Kolak merupakan satu jenis kudapan berkuah santan, beraroma harum dan berrasa manis yang hampir selalu ada dalam sajian berbuka puasa. Disajikan dalam sebuah mangkok dengan ragam macam jenis isian, antara lain irisan potongan kecil ubi kayu, ubi jalar, kolang-kaling dan juga pisang kepok. Pun demikian dalam perkembangannya isiannya bisa bervariasi dan berinovasi mengikuti perkembangan cita rasa yang selalu berkembang.

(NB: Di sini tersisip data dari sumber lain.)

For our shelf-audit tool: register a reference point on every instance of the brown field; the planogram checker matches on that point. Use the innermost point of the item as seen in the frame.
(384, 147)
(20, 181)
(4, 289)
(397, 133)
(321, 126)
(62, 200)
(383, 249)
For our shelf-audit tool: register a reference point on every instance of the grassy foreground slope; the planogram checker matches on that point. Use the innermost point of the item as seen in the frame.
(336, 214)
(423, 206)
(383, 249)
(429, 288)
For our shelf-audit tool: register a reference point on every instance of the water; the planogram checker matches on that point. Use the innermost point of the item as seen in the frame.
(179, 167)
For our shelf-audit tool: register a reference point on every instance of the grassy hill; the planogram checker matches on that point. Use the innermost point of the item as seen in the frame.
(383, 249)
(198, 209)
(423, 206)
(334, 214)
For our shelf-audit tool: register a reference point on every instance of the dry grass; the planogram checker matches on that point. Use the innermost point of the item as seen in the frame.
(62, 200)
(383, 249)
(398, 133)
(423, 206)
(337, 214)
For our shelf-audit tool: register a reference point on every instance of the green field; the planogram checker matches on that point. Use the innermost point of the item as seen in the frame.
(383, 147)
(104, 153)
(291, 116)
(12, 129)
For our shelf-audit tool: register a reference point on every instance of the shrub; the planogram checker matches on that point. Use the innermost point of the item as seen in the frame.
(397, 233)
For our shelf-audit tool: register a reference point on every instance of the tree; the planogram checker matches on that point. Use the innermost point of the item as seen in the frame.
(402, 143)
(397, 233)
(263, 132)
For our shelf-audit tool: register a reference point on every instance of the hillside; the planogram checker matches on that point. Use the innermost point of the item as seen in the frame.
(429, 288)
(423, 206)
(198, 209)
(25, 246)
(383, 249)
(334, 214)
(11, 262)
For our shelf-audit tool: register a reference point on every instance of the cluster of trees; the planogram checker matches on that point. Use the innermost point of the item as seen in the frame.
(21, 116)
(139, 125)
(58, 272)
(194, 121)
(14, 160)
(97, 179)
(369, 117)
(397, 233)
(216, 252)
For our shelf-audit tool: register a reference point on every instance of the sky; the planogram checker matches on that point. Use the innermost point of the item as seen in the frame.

Dibalik tampilan yang sederhana, sajian ini merupakan bagian dari akulturasi budaya untuk aspek kuliner yang digunakan para wali dalam menyebarkan ajaran Islam. Konon mulai dari sisi nama dan komposisi isian di dalamnya, memiliki nilai filosofi ajaran agama yang sarat dengan dimensi vertikal dan horizontal – baca Hablun min Allah dan Hablun min an-Nas. Secara nama, kata kolak terambil dari 2 kata dalam Bahasa Arab – yaitu: Khala-Yakhlu dan Khalaqa-Yakhluqu.

Pertama Khola-Yakhlu yang artinya adalah kosong. Hal ini dapat dimaknai bahwasanya pada mulanya bumi ini merupakan alam yang kosong, kosong dalam artian tidak dihuni oleh makhluk yang memiliki beban melaksanakan taklif yaitu beban untuk menjadi pemimpin/khalifah serta mengemban amanat dari Allah Swt, sebagaimana digambarkan dalam Q.S. Al-Baqarah (2): 30 dan Q.S. Al-Ahzab (33): 72. Karena itulah lantas Allah menciptakan Adam dan Hawa sebagai manusia pertama dan kedua, yang kemudian terjadilah serangkaian kejadian di surga yang menyebabkan keduanya diturunkan oleh Allah Swt ke bumi ini dalam rangka berkembang biak sampai sekarang dan untuk kemudian mengemban beban taklif yaitu menjadi seorang pemimpin seperti tersebut di atas.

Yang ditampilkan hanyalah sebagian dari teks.